Week Ahead: Trade War, Central Banks and Key Data

The week ahead features interest rate decisions from two major central banks, as well as several potentially market-moving data from around the world.

The week ahead features interest rate decisions from two major central banks, as well as several potentially market-moving data from around the world. But after US President Donald Trump brought trade tensions back to the boiling point this week, sentiment is going to be heavily influenced by any trade-related headlines in the early parts of the week, with China already saying it will retaliate. Indeed, there was a possibility that the President would announce EU tariffs on Friday, in a speech scheduled for 18:45 (13:45 ET).

Besides trade wars, the somewhat disappointing US jobs report published on Friday has also increased the likelihood of another rate cut from the Fed. So, don’t be surprised if the dollar were to weaken further in early next week, especially against haven currencies such as the Japanese yen and gold.  But there will be plenty of global data that will move foreign currencies. Here are some of the data highlights:


  • Flash services PMIs from UK and US (ISM), and final PMIs from Eurozone countries.


  • New Zealand quarterly employment change (late in the evening on Monday for UK/US investors)
  • RBA
  • German factory orders


  • RBNZ
  • German industrial production


  • China trade balance


  • Japan GDP
  • German trade figures
  • UK GDP, manufacturing production and construction output
  • Canadian employment figures
  • US PPI

US dollar could fall further

After the Fed’s latest rate cut, the market is now 98% sure we will see a follow-up cut in September, according to the CME’s FedWatch tool, despite the central bank giving out a not-so-dovish signal on Wednesday. As such, upcoming US (and global) economic data will be crucial over the next month and a half. Unfortunately, apart from the ISM non-manufacturing PMI on Monday, there isn’t a lot on the agenda in terms of US data next week. Still, the markets will be wondering whether the escalation in US-China trade dispute may increase the odds for further rate cuts anyway. The dollar has already fallen sharply since Trump tweeted about the additional tariffs. Indeed, according to Capital Economics, the tariffs are likely to cause a sharp slowdown in economic growth over the second half of the year, which is “another reason to expect the Fed to cut interest rates by a further 50bp by early 2020.”

RBNZ expected to cut

As far as the two central banks are concerned, the Reserve Bank of New Zealand (RBNZ) is widely expected to cut rates 25 basis points to 1.25% from the current 1.50% rate. This wouldn’t come as major surprise, although to what degree the NZD will respond will depend almost entirely to the forward guidance. If the RBNZ signals further rate cuts might be on the horizon then the NZD could fall sharply, whereas if it signals that it is a one and done cut, then in this case the commodity dollar could respond positively, despite the expected rate cut.

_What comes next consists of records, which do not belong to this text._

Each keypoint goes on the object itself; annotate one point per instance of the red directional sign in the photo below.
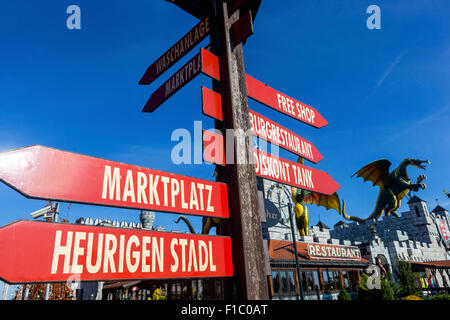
(204, 62)
(176, 52)
(213, 148)
(32, 251)
(274, 133)
(293, 174)
(45, 173)
(283, 103)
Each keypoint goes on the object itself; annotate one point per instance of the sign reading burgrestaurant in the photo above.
(329, 251)
(33, 251)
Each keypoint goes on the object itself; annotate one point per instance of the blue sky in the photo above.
(385, 93)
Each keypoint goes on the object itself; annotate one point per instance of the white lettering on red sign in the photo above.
(119, 254)
(156, 189)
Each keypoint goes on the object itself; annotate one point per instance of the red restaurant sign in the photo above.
(274, 133)
(45, 173)
(329, 251)
(32, 251)
(176, 52)
(283, 103)
(293, 174)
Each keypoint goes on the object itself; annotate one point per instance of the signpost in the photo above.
(33, 251)
(177, 51)
(45, 173)
(276, 134)
(45, 252)
(204, 62)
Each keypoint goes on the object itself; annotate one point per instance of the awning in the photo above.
(420, 266)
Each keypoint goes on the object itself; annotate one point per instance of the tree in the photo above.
(344, 295)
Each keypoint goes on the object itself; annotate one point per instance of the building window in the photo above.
(417, 211)
(325, 280)
(337, 279)
(283, 283)
(276, 282)
(316, 280)
(331, 280)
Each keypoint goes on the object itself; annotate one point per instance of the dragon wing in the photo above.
(377, 172)
(322, 200)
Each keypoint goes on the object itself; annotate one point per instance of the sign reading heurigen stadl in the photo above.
(45, 252)
(45, 173)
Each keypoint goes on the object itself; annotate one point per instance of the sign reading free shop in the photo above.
(44, 173)
(32, 251)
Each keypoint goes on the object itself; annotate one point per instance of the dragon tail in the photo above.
(375, 214)
(188, 223)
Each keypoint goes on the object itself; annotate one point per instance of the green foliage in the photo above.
(387, 290)
(408, 280)
(344, 295)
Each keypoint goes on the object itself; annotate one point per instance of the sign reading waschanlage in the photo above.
(177, 51)
(45, 173)
(329, 251)
(46, 252)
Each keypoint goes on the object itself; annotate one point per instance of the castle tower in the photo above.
(418, 206)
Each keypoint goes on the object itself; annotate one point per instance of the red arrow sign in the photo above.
(176, 52)
(294, 174)
(204, 62)
(274, 133)
(32, 251)
(45, 173)
(283, 103)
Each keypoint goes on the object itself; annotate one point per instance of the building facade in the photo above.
(419, 237)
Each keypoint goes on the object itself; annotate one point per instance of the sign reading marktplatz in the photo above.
(33, 251)
(51, 174)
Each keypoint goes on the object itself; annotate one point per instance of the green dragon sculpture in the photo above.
(394, 186)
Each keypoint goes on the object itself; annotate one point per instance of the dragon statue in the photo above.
(394, 186)
(302, 197)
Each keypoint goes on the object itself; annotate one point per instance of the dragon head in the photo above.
(421, 164)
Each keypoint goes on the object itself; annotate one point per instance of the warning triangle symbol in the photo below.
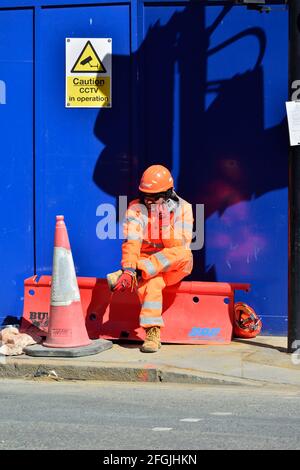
(88, 61)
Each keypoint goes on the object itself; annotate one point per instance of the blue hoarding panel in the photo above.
(82, 154)
(215, 85)
(16, 150)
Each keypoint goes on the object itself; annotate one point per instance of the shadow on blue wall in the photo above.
(225, 154)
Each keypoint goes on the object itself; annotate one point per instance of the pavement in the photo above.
(258, 362)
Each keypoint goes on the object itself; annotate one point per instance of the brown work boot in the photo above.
(152, 340)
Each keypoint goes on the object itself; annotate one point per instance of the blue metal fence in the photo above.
(199, 87)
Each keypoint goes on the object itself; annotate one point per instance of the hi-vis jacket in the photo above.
(144, 235)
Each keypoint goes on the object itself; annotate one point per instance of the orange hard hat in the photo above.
(247, 323)
(156, 179)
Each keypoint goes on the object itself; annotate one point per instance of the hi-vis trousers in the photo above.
(164, 268)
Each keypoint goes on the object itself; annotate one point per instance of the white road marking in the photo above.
(161, 429)
(191, 420)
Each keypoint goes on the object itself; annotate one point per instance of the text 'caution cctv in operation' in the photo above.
(88, 72)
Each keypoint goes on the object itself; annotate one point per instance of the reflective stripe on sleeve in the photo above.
(162, 259)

RBA policy change uncertain

There is less certainty as far as the Reserve Bank of Australia (RBA) is concerned, which cut rates to just 1.0% last month. The probability for another 25-basis point cut is around 50%. So, whatever the RBA does, there will be a group of market participants that will be disappointed/surprised. Therefore, the AUD could move sharply on the announcement.

Featured chart: AUD/JPY

With risk being off the menu and the potential for a RBA rate cut, the AUD/JPY could very well drop further during the week. But if the RBA decides against a rate cut, then a short squeeze could be on the cards on Tuesday. Still, the trend is bearish, so we favour fading the rallies. The first level of daily resistance comes in at 72.90 then there is nothing significant until 74.00-74.35 area. These levels were previously support.